Digital Libraries/Evaluation and user studies

Older versions of the draft developed by UNC/VT Project Team (2009-10-07 PDF WORD)

Module name

Digital Library Evaluation, User Studies

Scope

While a number of kinds of evaluation/research studies may be conducted during the design and development of a digital library (e.g., usability testing), this module is concerned with methods for evaluating the outcomes, impacts, or benefits of a digital library, including cost/benefit analyses. It also includes methods that are useful for general user studies (i.e., studies that intend to more fully understand people's interactions with digital libraries). While some methods covered here are useful for usability testing, usability inspections and usability testing are explicitly covered in module 6-d, Interaction Design, Information Summarization and Visualization, and Usability Assessment.

Learning objectives:

By the end of this module, the student will be able to:

a. Understand the importance of DL evaluation;

b. List and describe the strengths and weaknesses of multiple approaches to evaluation; and

c. Apply an appropriate evaluation method to a particular DL.

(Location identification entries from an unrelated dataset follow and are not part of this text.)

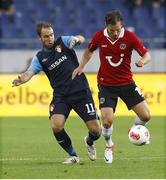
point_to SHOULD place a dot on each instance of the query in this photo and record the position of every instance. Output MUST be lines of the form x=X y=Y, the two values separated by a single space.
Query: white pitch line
x=50 y=159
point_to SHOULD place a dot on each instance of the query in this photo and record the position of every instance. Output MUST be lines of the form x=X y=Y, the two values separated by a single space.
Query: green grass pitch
x=28 y=150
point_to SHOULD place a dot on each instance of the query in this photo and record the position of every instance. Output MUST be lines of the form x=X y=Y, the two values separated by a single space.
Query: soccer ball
x=139 y=135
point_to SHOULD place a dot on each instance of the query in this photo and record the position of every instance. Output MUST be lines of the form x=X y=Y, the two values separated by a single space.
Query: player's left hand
x=77 y=71
x=139 y=63
x=73 y=42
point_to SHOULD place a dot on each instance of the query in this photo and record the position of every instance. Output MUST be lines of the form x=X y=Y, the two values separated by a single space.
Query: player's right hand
x=17 y=82
x=77 y=71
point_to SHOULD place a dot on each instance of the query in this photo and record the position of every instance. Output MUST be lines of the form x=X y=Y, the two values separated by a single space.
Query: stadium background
x=18 y=44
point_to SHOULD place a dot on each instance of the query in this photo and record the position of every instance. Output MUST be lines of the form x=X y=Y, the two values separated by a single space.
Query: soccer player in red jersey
x=114 y=77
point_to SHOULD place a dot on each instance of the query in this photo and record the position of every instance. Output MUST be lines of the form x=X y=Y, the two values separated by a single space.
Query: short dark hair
x=41 y=25
x=112 y=17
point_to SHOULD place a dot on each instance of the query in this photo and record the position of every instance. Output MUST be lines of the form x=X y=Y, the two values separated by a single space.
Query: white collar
x=120 y=35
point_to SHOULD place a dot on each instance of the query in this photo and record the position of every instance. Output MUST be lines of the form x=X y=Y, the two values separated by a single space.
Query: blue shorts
x=81 y=102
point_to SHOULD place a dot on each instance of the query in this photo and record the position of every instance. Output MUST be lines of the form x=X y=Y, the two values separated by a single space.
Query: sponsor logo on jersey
x=122 y=46
x=56 y=63
x=103 y=45
x=102 y=100
x=44 y=60
x=52 y=106
x=58 y=48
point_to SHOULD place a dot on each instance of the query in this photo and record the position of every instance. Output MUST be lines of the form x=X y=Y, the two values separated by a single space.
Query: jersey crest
x=122 y=46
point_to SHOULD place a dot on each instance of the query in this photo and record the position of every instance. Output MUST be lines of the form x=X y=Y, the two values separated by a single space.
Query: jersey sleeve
x=67 y=40
x=35 y=65
x=138 y=46
x=93 y=45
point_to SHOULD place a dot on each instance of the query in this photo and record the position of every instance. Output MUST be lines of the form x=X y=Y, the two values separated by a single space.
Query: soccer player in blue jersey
x=58 y=60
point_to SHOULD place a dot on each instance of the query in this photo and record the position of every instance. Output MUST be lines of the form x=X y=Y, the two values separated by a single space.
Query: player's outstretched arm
x=144 y=60
x=23 y=78
x=76 y=40
x=85 y=58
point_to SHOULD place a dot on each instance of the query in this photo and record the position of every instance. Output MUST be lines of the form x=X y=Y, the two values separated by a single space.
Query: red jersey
x=115 y=57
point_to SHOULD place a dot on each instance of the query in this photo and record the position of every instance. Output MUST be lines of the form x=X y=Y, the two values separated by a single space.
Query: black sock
x=65 y=142
x=91 y=138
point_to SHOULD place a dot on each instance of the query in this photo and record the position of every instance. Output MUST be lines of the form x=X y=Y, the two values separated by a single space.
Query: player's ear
x=39 y=38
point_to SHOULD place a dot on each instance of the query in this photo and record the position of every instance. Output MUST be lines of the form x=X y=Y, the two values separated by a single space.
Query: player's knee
x=107 y=122
x=95 y=129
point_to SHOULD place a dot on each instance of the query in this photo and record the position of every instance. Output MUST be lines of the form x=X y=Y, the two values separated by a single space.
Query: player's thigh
x=131 y=95
x=108 y=98
x=57 y=122
x=84 y=106
x=142 y=110
x=107 y=114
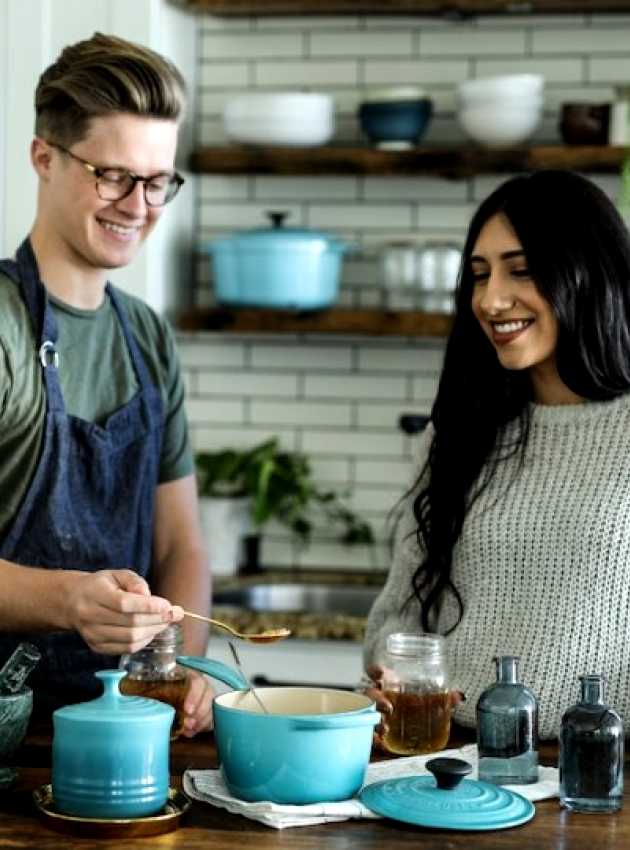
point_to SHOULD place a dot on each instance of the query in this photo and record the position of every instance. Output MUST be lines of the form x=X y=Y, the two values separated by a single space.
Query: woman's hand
x=375 y=692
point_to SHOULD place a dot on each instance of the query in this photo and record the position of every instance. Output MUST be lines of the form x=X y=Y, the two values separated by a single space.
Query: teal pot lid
x=470 y=805
x=279 y=238
x=114 y=707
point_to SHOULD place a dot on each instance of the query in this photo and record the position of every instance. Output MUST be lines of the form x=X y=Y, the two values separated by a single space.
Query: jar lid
x=470 y=804
x=411 y=644
x=112 y=706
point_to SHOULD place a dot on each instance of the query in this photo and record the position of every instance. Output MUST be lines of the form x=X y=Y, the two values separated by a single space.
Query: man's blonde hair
x=103 y=75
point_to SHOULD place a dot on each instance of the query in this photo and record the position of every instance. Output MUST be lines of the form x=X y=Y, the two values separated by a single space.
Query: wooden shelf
x=333 y=321
x=449 y=8
x=445 y=162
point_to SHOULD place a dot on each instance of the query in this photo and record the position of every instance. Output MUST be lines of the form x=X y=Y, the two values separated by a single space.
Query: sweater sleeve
x=396 y=609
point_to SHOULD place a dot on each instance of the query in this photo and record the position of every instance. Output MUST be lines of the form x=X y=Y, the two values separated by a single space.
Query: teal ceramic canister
x=313 y=745
x=111 y=755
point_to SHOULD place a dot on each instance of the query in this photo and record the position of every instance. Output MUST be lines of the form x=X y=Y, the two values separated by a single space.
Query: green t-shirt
x=97 y=378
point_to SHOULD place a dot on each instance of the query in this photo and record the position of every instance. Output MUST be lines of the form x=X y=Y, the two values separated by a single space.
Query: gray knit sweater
x=543 y=566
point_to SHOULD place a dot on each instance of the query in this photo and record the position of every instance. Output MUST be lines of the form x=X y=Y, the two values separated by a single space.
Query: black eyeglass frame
x=98 y=172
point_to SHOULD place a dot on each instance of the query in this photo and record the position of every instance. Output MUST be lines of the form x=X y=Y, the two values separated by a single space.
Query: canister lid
x=470 y=805
x=112 y=706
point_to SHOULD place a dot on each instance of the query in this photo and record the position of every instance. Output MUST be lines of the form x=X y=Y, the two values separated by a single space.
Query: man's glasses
x=114 y=184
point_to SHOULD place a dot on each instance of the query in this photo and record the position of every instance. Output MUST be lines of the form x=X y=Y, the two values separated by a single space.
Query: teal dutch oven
x=278 y=267
x=313 y=746
x=111 y=755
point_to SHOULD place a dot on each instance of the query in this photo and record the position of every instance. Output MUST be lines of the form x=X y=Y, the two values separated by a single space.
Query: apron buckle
x=48 y=355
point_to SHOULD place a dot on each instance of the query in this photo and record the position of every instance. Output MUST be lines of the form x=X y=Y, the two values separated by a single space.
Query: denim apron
x=91 y=502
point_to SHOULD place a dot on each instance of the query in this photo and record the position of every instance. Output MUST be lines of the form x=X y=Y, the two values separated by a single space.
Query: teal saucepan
x=312 y=746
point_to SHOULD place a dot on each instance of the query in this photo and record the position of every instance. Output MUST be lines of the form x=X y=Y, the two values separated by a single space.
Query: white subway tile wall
x=339 y=400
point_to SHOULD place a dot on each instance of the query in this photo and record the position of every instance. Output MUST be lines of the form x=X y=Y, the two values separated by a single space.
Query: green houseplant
x=281 y=487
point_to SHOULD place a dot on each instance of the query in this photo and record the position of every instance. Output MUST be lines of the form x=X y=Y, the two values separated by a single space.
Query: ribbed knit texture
x=542 y=565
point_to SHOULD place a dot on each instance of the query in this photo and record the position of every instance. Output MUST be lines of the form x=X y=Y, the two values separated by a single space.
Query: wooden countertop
x=205 y=827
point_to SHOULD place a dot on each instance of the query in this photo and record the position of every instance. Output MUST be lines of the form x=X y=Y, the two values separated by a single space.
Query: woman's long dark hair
x=578 y=252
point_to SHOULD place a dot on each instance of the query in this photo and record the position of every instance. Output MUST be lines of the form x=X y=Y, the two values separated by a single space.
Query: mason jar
x=416 y=682
x=154 y=672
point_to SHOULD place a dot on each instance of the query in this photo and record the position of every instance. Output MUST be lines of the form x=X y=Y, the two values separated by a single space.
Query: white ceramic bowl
x=509 y=86
x=528 y=102
x=499 y=126
x=302 y=119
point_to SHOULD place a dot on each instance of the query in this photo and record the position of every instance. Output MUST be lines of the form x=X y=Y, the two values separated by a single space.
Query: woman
x=516 y=539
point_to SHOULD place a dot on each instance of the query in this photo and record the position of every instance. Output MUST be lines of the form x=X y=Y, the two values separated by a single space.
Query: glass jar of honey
x=154 y=672
x=415 y=681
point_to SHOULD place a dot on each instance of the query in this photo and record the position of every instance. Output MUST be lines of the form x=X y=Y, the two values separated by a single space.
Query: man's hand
x=114 y=611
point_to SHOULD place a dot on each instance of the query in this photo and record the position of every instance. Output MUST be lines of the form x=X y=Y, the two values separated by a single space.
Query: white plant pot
x=225 y=523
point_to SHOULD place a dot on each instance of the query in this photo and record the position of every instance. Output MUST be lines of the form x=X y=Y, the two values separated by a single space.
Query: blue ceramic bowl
x=111 y=755
x=313 y=746
x=395 y=124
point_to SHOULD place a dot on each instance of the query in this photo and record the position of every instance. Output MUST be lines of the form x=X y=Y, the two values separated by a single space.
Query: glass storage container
x=154 y=672
x=415 y=681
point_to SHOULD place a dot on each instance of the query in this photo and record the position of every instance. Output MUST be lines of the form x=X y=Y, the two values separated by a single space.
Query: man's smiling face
x=96 y=233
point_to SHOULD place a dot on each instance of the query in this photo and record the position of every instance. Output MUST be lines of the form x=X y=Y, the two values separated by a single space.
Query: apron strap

5S characteristics of the module:

a. Streams: N/A

b. Structures: N/A

c. Spaces: N/A

d. Scenarios: Scenarios may form the basis of an evaluation plan, by describing particular situations of use that must be supported effectively by the DL.

e. Societies: The concept of societies may be useful in planning an evaluation because it will support the evaluator in more systematically consider the potential stakeholders of the DL.

Level of effort required:

a. In-class time: 2-2 1/2 hours

b. Out-of-class time: 1 1/2 hours for assigned reading

c. Learning activities (optional): See notes on timing with each activity or assignment.

Relationships with other modules:

a. It is expected that this module will follow other modules on digital libraries, and will be in the final portions of the module sequence.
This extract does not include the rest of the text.